Thanks @jtbuch & @claresinger!
One suggestion that both @claresinger and @edejong-caltech made (also something that @kdlamb and I discussed independently) was to introduce a new attribute vector for the SDs that acts like a flag to decide whether a particular SD participates in each step of the simulation
In collisions and out-of-domain precipitation, we flag particles that should no longer take part in the simulation by setting multiplicity to zero or setting the index to n_sd: https://github.com/open-atmos/PySDM/blob/main/PySDM/backends/impl_numba/methods/collisions_methods.py#L1117-L1128
This ensures that these are properly treated later on in condensation and coalescence summations. Perhaps there is no need for a new attribute?
Hi @slayoo,
I have been running experiments with PySDM to simulate the injection of a new 'seed' aerosol distribution with distinct properties than the background aerosol distribution used to initialize the simulation. As you might anticipate, this functionality has several applications under the cloud seeding research umbrella, including marine cloud brightening, in-situ growth of ice crystals, and precipitation enhancement. For the rest of the discussion in this issue, I will only focus on the precipitation enhancement case with two modifications of the default PySDM code:
Adding new super-droplets: In my first attempt, I tried simulating the injection of seeded aerosols at arbitrary time intervals by adding new super-droplets (SDs). This involved writing a new
inject_particles
(see here and here) method in the simulation file, making minor tweaks in relevant methods of the Displacement and Collision classes, while also writing a couple of small setter methods to keep track of the new SDs to avoid array shape mismatches. The relevant notebook for running the experiment in a SH2012 environment is available here, where I try to show that despite all the modifications, both displacement and collision-coalescence fail, i.e. there is no change in multiplicity and positions of the seeded SDs, even though the code executes successfully.Modifying existing super-droplets through the 'hijack and redistribute' method: After several stimulating conversations with @claresinger, I implemented her suggested approximation of aerosol seeding: a) 'hijack' a cloud SD of a size similar to the desired seed and update the value of all relevant extensive attributes: multiplicity, kappa, water mass etc., b) 'redistribute' the original cloud SD's attributes to its neighboring SDs in a grid cell. This way, I can 'inject' a new seed SD with the appropriate multiplicity attribute to represent the integrated aerosol concentration. As the spectra, coalescence rate, and rain water mixing plots in the associated notebook indicate, there is a distinct seeding signature for well-chosen values of seed radius and concentration.
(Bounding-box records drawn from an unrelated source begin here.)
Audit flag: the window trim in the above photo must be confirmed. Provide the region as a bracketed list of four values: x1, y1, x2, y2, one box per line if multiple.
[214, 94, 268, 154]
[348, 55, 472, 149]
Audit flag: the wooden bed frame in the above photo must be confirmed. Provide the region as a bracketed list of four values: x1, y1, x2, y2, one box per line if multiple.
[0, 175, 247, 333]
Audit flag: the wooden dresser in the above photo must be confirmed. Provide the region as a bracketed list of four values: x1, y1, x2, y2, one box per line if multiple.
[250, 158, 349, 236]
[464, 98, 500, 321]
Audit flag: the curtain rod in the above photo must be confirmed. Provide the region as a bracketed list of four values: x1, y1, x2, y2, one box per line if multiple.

I'd be curious about your thoughts on this approach overall! Specifically, if there is a way to get the code working while adding new SDs, or if there is another way to model seeding in PySDM. One suggestion that both @claresinger and @edejong-caltech made (also something that @kdlamb and I discussed independently) was to introduce a new attribute vector for the SDs that acts like a flag to decide whether a particular SD participates in each step of the simulation. In such a setup, certain seed SDs will behave as 'ghosts' for a while before they are activated at the desired time step and then behave normally.